In an earlier contribution, Senator Fred Mitchell also expressed some concerns about the handling of the search and rescue effort.
According to authorities, Air Traffic Control lost radar contact with the Piper Aztec aircraft around 9:03 p.m., shortly after the pilot, Byron Ferguson, 34, reported he was experiencing difficulties.
Ferguson, who remains missing a week later, was en route from West Palm Beach, Florida.
Authorities reported on scene last Thursday that parts of the aircraft had been located during the search and rescue effort.
The search was suspended around midnight until Friday morning.
When divers returned to the same coordinates, however, those parts were not in the same position and believed to have shifted, according to authorities.
Bethel, who pointed out that the Air Accident and Investigation Department has exclusive purview of the investigation at this stage, said it was unimaginable for authorities to have seen a part of the wreckage and leave the area that night.
“I am only going by what I heard,” he said. “They saw a piece of wreckage they say, and they left the site. It boggles the mind if that is so. It is unimaginable.
“If I feel that way about something like this; if my colleagues opposite [in] here who sit beside me… feel as a body that about a circumstance like that, how much worst must the family feel? So, we have to spend some time with our colleagues — and I don’t believe that there is any ill-will or malice or whatever — but we have to work with our marines.
“We have to work with our defence force to get them to see that, yes, even if it is only in finding a crash site, that is as important to the defense of the well-being of the Bahamian people — defending our well-being because how can we prevent such things from happening unless we investigate each and every one?
“How can we show our true concern for the human beings involved if we call off the search at the slightest pretext? It cannot be the situation. It cannot happen.”
Bethel said he intends to reach out to his colleagues as soon as possible to determine whether any procedural errors or otherwise were made in an effort to ensure “this will never, ever, be repeated again”.

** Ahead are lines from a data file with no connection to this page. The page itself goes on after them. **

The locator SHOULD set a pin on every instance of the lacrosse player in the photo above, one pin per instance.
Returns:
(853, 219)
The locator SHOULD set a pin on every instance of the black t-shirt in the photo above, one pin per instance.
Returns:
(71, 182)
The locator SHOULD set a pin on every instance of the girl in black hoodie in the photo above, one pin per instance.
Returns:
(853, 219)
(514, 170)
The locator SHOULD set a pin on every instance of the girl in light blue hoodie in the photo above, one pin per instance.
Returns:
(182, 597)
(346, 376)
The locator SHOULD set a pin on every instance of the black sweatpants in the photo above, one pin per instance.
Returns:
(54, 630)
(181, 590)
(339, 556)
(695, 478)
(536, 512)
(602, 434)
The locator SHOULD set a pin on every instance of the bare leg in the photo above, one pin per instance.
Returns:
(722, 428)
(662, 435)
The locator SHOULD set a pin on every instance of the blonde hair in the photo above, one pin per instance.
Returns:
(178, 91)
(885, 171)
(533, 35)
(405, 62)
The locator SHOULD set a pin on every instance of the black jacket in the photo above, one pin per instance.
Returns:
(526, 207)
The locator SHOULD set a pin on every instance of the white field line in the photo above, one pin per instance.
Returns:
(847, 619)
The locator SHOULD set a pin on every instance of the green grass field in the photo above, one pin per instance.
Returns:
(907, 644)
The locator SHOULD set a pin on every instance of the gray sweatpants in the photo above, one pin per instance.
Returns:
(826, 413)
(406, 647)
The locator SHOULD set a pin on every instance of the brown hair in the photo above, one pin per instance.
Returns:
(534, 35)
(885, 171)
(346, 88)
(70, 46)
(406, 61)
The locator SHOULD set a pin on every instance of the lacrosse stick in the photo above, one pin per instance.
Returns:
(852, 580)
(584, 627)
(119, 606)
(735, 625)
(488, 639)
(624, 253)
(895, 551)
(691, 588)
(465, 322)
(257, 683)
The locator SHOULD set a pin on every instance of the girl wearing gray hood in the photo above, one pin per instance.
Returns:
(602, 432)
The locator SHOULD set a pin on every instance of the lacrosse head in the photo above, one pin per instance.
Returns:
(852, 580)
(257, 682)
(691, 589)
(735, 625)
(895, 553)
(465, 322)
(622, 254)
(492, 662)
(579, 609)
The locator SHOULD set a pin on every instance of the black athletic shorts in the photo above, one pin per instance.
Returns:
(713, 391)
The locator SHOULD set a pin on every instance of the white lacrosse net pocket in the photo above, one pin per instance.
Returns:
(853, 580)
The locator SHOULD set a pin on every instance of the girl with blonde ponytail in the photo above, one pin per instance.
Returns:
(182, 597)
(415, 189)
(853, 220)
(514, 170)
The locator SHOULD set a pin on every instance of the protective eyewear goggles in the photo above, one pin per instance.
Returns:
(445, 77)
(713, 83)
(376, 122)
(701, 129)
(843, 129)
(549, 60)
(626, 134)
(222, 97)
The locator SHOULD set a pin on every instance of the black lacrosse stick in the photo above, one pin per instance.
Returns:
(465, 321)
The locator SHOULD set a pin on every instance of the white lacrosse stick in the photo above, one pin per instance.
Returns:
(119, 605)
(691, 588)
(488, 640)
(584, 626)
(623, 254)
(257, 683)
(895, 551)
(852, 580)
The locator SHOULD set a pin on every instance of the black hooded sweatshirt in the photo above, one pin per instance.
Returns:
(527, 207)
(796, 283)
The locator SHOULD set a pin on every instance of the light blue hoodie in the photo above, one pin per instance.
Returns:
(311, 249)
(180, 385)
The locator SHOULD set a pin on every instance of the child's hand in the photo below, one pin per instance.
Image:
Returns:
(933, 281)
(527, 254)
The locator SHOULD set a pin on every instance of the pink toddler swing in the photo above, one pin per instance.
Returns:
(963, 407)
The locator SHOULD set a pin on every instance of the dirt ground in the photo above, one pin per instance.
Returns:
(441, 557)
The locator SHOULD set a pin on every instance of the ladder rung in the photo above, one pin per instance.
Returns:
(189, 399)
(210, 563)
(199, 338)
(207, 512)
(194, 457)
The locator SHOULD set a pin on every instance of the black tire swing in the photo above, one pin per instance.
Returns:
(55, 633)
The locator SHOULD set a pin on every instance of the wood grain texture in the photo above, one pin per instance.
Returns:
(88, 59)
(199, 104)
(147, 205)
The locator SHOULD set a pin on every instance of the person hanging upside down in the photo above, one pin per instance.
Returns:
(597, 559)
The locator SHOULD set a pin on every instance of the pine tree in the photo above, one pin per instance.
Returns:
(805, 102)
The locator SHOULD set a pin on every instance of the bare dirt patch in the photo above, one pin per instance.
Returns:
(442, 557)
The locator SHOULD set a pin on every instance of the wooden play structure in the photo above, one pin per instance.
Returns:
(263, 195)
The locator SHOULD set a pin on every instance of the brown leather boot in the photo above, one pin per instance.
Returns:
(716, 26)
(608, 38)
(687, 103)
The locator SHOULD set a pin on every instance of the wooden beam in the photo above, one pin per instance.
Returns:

He said the impact on families and the damage being done to the psyche of the nation is “unacceptable”.
Family members raised concerns on Sunday over the handling of the search and rescue effort and questioned why parts of the aircraft spotted Thursday night could not be located the next morning. Addressing the matter outside Cabinet Tuesday, Minister of National Security Marvin Dames said while responders spotted a “piece of the aircraft” Thursday night, that part disappeared from sight as the search and rescue teams got closer.
The pilot’s relatives also claimed Sunday that prior to a meeting that morning with RBDF Commodore Tellis Bethel, authorities had not kept them informed on the search efforts.
Noting the sensitivity of the matter, Mitchell, who said he knows the family very well, also called into question the level of communication between authorities and relatives.
“When there is a homicide in this country the police have a designated individual [who] is assigned to coordinate with the family what police are doing,” he said.
“They give you a telephone number and they give you a name, and they say if there is anything you want to know about that investigation, you call that person and that person will tell you what is happening with the investigation. That does not seem to have applied in this case.”